A final barrier to identifying agents with antitumor activity stems from the fact that carcinoid tumors can be inherently difficult to image with standard cross-sectional imaging.49 They can also grow extremely slowly, so that changes in tumor size may only be evident over many months (not weeks).5,39 Even in the absence of dedicated antitumor therapy, many patients remain without evidence of overt radiographic progression for months. The discordance between the central and investigator reviewer interpretations in the RADIANT-2 study highlighted these challenges and called attention to the problem of informative censoring. In the future, real-time central review or identification of more reliable criteria for assessing response (compared with RECIST 1.1) may help eliminate this issue when evaluating cytostatic agents in carcinoid.5
Summary
Carcinoid tumors are generally slow-growing, and prolonged survival can be expected in most patients with optimal surgical management and symptom control.
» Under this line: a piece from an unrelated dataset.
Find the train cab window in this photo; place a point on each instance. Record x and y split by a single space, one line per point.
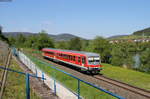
83 60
Octreotide is indicated for the treatment of hormone-related symptoms and delays progression in advanced small bowel carcinoid. Therefore, octreotide LAR is an obvious first choice when considering systemic treatment options for patients with advanced disease.14 Although often used in other well-differentiated NETs, its therapeutic value outside the setting of small bowel carcinoid has not been established. Cytotoxic chemotherapy and interferon are typically reserved for selected patients with progressive tumors given their limited efficacy and relatively unfavorable side effect profiles. The mTOR inhibitor everolimus is approved for use in pancNETs and showed a trend toward improved progression-free survival in a recent phase III trial in patients with a history of carcinoid syndrome (but is not approved for this indication). As such, there is a serious unmet need for approved systemic treatment options. Additional studies with everolimus (alone and in combination with other agents) are planned or ongoing, as are trials with VEGF inhibitors and other novel agents. Moving forward, trials should be undertaken with careful consideration of efficacy end points, criteria for response assessment, SSTa use, and patient selection (recognizing that carcinoid has the potential to be indolent even in the absence of treatment).
Dr. Paulson has disclosed that he has no financial interests, arrangements, or affiliations with the manufacturers of any products discussed in this article or their competitors. Dr. Bergsland had disclosed that she is an advisory board member for Pfizer, Inc., and receives clinical research support from Novartis, Genentech, Inc., Roche, and sanofi-aventis U.S.